Verdades y mentiras en el debate político

Un viejo amigo, profundo hombre de letras, poco dado a las matemáticas, solía protestar de quienes manipulaban datos e informaciones. Repetía con sorna: lo que pasa es que muchas veces los números no son objetivos. Desde luego, no lo son las interpretaciones ni, en conjunto, la información: siempre hay perspectivas, enfoques, puntos de vista personales; aunque, como repetía un clásico del periodismo: “la objetividad no existe, pero la voluntad de ser objetivo, puede existir..., o no”.

Lo he recordado ante la reiteración del uso del término “mentira” por parte de nuestros frágiles políticos. Tantos años de repetir que la democracia exige discutir todo, rechazando la imposición de valores permanentes, para que vengan ahora a emplear expresiones morales, tan antiguas como el decálogo de Moisés. No comparto la tesis de que democracia y valores son incompatibles, aunque doy mucha importancia a la ética de los procedimientos. En los actuales líderes –no sólo de España- atisbo déficit de rigor intelectual, quizá porque el lenguaje audiovisual exalta las sensaciones hasta extremos inusitados: todo vaya por la imagen.

En tiempos en que la libertad de expresión está cada día más amenazada –hasta en antiguas y sólidas universidades- por lo políticamente impuesto, es importante rechazar el uso y el abuso de terminologías impropias del debate público. El arte de lo posible no pretende encontrar la verdad –la adecuación entre inteligencia y realidad, como se enseñaba en las viejas escuelas-, sino resolver problemas con visión de conjunto, mirando el interés general, y no objetivos singulares: por ahí iría la cuestión de la partitocracia, una degeneración actual de la democracia que no coincide con la demagogia descrita por Aristóteles.

Hay diferencias importantes entre estadística y  demoscopia.
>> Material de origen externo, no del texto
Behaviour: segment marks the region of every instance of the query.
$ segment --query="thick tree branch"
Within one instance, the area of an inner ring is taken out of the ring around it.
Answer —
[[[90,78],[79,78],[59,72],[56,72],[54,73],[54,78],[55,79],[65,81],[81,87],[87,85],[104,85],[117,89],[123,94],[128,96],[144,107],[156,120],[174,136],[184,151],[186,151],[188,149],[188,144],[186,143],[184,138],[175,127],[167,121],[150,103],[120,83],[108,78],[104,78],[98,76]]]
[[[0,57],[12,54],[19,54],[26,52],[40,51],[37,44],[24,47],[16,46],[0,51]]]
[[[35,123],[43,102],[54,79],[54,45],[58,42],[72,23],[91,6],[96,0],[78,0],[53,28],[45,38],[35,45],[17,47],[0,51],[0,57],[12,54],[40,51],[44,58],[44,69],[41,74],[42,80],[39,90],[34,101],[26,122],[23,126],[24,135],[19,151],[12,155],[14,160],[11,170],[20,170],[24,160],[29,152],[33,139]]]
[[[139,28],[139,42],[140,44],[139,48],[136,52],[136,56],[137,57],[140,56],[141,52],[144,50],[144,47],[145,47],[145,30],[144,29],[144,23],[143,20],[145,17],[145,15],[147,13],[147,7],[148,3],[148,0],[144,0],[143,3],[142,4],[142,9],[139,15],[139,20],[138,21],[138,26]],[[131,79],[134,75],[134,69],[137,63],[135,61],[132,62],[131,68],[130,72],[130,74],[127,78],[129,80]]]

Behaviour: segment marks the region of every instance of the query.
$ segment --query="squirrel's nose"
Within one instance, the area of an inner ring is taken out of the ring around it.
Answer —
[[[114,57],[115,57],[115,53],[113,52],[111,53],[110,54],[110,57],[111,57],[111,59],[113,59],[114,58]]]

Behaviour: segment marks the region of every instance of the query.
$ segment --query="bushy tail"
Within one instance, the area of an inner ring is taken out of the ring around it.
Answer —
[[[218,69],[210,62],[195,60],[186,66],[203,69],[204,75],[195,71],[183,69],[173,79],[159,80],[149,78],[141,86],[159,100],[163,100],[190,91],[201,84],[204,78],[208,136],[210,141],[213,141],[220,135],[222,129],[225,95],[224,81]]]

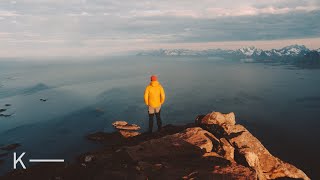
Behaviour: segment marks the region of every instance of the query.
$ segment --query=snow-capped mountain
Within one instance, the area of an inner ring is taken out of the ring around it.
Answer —
[[[151,56],[237,56],[239,58],[278,58],[278,57],[298,57],[306,55],[310,50],[304,45],[291,45],[281,49],[262,50],[253,46],[244,47],[238,50],[189,50],[189,49],[160,49],[154,51],[144,51],[138,55]],[[320,49],[317,50],[320,52]]]

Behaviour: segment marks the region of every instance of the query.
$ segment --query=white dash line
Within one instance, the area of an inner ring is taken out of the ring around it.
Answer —
[[[64,162],[64,159],[29,159],[29,162]]]

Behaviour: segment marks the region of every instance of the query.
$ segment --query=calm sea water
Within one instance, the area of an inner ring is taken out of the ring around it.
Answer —
[[[64,158],[95,147],[84,136],[126,120],[147,128],[149,76],[166,90],[164,124],[235,112],[272,154],[316,178],[320,163],[320,70],[219,58],[116,57],[0,61],[0,145],[18,142],[27,158]],[[40,99],[47,99],[43,102]],[[5,107],[5,104],[11,104]],[[0,166],[12,169],[12,155]]]

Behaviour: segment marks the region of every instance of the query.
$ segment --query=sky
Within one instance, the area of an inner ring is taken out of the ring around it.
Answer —
[[[0,57],[320,48],[319,0],[1,0]]]

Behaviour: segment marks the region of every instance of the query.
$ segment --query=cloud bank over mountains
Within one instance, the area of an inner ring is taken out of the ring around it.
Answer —
[[[307,42],[320,38],[319,19],[317,0],[4,0],[0,56],[103,55],[212,42]],[[319,48],[313,46],[309,48]]]

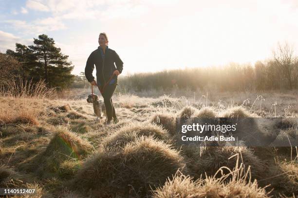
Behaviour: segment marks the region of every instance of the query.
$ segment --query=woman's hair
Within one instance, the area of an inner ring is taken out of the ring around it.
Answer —
[[[109,42],[109,39],[108,39],[108,36],[107,35],[107,33],[99,33],[99,36],[100,36],[101,35],[103,35],[106,38],[106,39],[107,39],[107,41]]]

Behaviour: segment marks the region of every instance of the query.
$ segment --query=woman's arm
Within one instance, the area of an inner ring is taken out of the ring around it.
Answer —
[[[114,51],[115,52],[114,54],[114,58],[115,60],[115,64],[116,65],[116,68],[118,71],[119,71],[119,73],[121,74],[123,70],[123,62],[119,57],[119,55],[116,53],[116,51]]]
[[[93,69],[94,61],[93,60],[93,53],[92,53],[87,59],[86,67],[85,67],[85,76],[90,82],[93,81],[94,79],[94,77],[92,75]]]

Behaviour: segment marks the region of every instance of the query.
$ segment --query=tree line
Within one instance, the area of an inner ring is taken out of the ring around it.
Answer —
[[[119,79],[119,88],[142,91],[152,89],[215,89],[219,91],[298,88],[298,57],[288,43],[279,44],[269,60],[224,66],[198,67],[143,73]]]
[[[16,43],[15,51],[7,50],[0,54],[0,73],[10,74],[1,75],[0,80],[9,81],[8,78],[19,75],[23,83],[44,80],[48,87],[65,88],[75,77],[71,74],[74,66],[68,59],[52,38],[39,35],[34,38],[33,45]]]

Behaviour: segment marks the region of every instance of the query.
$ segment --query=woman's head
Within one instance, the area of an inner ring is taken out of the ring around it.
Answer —
[[[109,40],[108,40],[107,34],[105,33],[100,33],[98,37],[98,44],[99,46],[108,45],[108,43],[109,43]]]

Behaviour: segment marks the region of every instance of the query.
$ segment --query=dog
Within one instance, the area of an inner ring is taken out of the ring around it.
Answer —
[[[102,99],[98,99],[98,96],[96,94],[93,94],[94,96],[94,100],[92,94],[88,96],[87,99],[87,102],[93,103],[93,109],[94,113],[97,116],[97,120],[99,120],[102,118],[102,116],[106,113],[106,106]]]

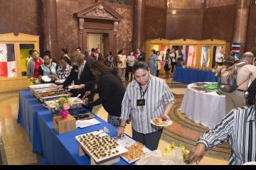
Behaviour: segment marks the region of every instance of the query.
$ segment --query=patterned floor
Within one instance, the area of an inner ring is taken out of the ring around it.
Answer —
[[[201,124],[196,123],[187,118],[180,111],[183,95],[175,95],[175,105],[173,110],[169,113],[174,122],[171,126],[164,128],[164,133],[171,137],[176,143],[184,144],[187,148],[193,147],[197,140],[209,129]],[[206,155],[211,157],[228,160],[230,150],[229,144],[225,142],[216,148],[209,149]]]

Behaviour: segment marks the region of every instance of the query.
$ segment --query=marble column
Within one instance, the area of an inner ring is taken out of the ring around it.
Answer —
[[[133,50],[142,49],[144,42],[144,19],[146,0],[134,1]]]
[[[50,51],[51,56],[59,61],[57,34],[57,5],[56,0],[41,0],[41,28],[43,45],[41,52]]]
[[[250,0],[238,0],[233,42],[240,43],[240,56],[245,52],[249,18]]]

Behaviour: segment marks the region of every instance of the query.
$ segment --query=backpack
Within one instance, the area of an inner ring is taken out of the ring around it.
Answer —
[[[234,65],[221,71],[218,85],[218,87],[220,91],[226,93],[231,93],[235,91],[240,86],[246,82],[250,78],[250,76],[248,78],[242,81],[239,85],[237,84],[236,80],[238,77],[238,67],[242,67],[242,66],[240,67]]]

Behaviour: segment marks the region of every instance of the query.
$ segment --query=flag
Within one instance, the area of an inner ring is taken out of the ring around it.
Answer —
[[[14,44],[0,44],[0,76],[17,76]]]
[[[202,47],[202,54],[201,54],[201,66],[202,67],[207,68],[210,64],[210,47],[209,46],[203,46]]]
[[[195,66],[196,65],[196,46],[189,45],[188,47],[186,47],[186,65]]]

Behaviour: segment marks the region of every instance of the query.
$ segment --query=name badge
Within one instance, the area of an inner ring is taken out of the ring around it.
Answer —
[[[145,99],[137,100],[137,106],[144,106],[146,105]]]

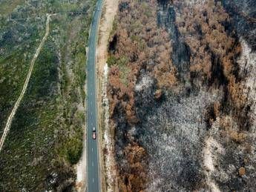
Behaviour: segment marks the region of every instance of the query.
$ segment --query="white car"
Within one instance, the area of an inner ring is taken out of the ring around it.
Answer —
[[[95,129],[95,128],[93,128],[93,139],[96,139],[96,129]]]

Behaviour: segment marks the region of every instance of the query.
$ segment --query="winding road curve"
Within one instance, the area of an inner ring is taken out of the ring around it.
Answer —
[[[33,71],[33,69],[34,67],[34,64],[35,64],[35,62],[38,57],[38,56],[39,55],[39,53],[40,53],[40,50],[42,49],[42,47],[44,46],[45,43],[45,41],[47,38],[47,36],[49,35],[49,30],[50,30],[50,27],[49,27],[49,22],[50,22],[50,14],[47,14],[47,19],[46,19],[46,31],[45,31],[45,34],[43,37],[43,39],[42,39],[41,42],[40,42],[40,44],[39,46],[38,47],[37,50],[36,50],[36,52],[33,58],[33,59],[31,60],[31,62],[30,62],[30,69],[28,70],[28,73],[27,73],[27,78],[26,78],[26,81],[23,85],[23,88],[22,88],[22,93],[21,94],[19,95],[19,98],[18,98],[18,100],[16,101],[16,102],[15,103],[15,105],[14,105],[14,107],[13,108],[12,110],[12,112],[10,113],[9,117],[8,117],[8,119],[7,119],[7,122],[6,123],[6,125],[5,125],[5,128],[4,129],[4,133],[2,134],[2,136],[1,138],[1,140],[0,140],[0,151],[4,145],[4,140],[6,139],[6,136],[7,136],[7,133],[9,132],[9,130],[10,130],[10,125],[12,124],[12,121],[13,119],[13,117],[17,111],[17,109],[21,103],[21,101],[24,96],[24,94],[26,92],[26,90],[27,90],[27,85],[28,85],[28,82],[30,79],[30,76],[31,76],[31,74],[32,74],[32,71]]]
[[[98,27],[102,11],[102,0],[98,0],[93,14],[88,40],[88,55],[87,60],[87,191],[100,191],[99,173],[98,139],[93,139],[92,132],[97,131],[97,110],[96,92],[96,45]],[[98,135],[98,134],[97,134]]]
Tengo un respeto imponente al Instituto Nacional de Estadística (INE), que ha sabido mantener una línea de profesionalidad y servicio público, como corresponde a una institución esencial en la sociedad moderna. En cambio, me encantaría que desapareciese el CIS, pues no veo sentido a que dependa del Estado un trabajo en que la pericia no puede separarse de la interpretación de datos siempre discutibles por su propia naturaleza.

Me fío del INE, no de las encuestas del CIS. Pero nunca diría que “miente”, como no reprocharé a un político que silencie la información negativa –salvo que exista una obligación legal de facilitarla-, y acentúe la positiva. Forma parte de las reglas implícitas o expresas del juego democrática o de la vida mercantil: admiten cierto nivel de cosmética reparadora, de retórica, del clásico dolus bonus. Eso no es “mentir”, en el sentido fuerte de la expresión en la cultura pública anglosajona, que puede dar al traste con la carrera de un líder: ¿cómo no recordar el Watergate?

En España, tachar a un político de mentiroso no significa que haya faltado a la verdad, sino que sin argumentos sólidamente críticos sobre su interpretación de la actualidad y sobre posibles soluciones a los problemas, simplemente se le espeta un insulto. Y así nos va. Y la gente “se va”, se aleja y desconfía cada vez más de los profesionales de la partitocracia. Favorece la abstención, contra la que clamarán dramáticamente al final de las campañas, en las que quizá vuelvan a repetir promesas incumplidas. Pero la participación ciudadana ha de construirse con rigor, día a día, y no precisamente sólo en las redes sociales, no inmunes a la manipulación.

Sólo los absolutismos marxista y nazi ocuparon el espacio social con sus verdades inapelables. Esos sistemas aplicaron profusamente la mentira en todos los ámbitos de la existencia. Estos días, ante el asesinato del líder ruso de oposición, Boris Mentsov, resulta inevitable pensar en procedimientos antiguos de absoluta justificación de los medios en función del fin revolucionario. Quizá las sociedades de la antigua URSS no acaban de recuperar la normalidad, aunque decenas de miles de ciudadanos han salido a la calle de Moscú en memoria del político asesinado. No es fácil pasar del absolutismo a una sociedad abierta.

A pesar de todo, y aun aceptando las grandes dosis de relativismo propias del juego democrático moderno –no hay soluciones elementales a problemas complejos, como pretenden los populistas‑, es lógico exigir a los líderes más veracidad, también desde el punto de vista del tránsito de la palabra a la realidad. Parece congruente recordarlo en un año electoral. Al cabo, sólo la confianza en la palabra construye sociedades libres.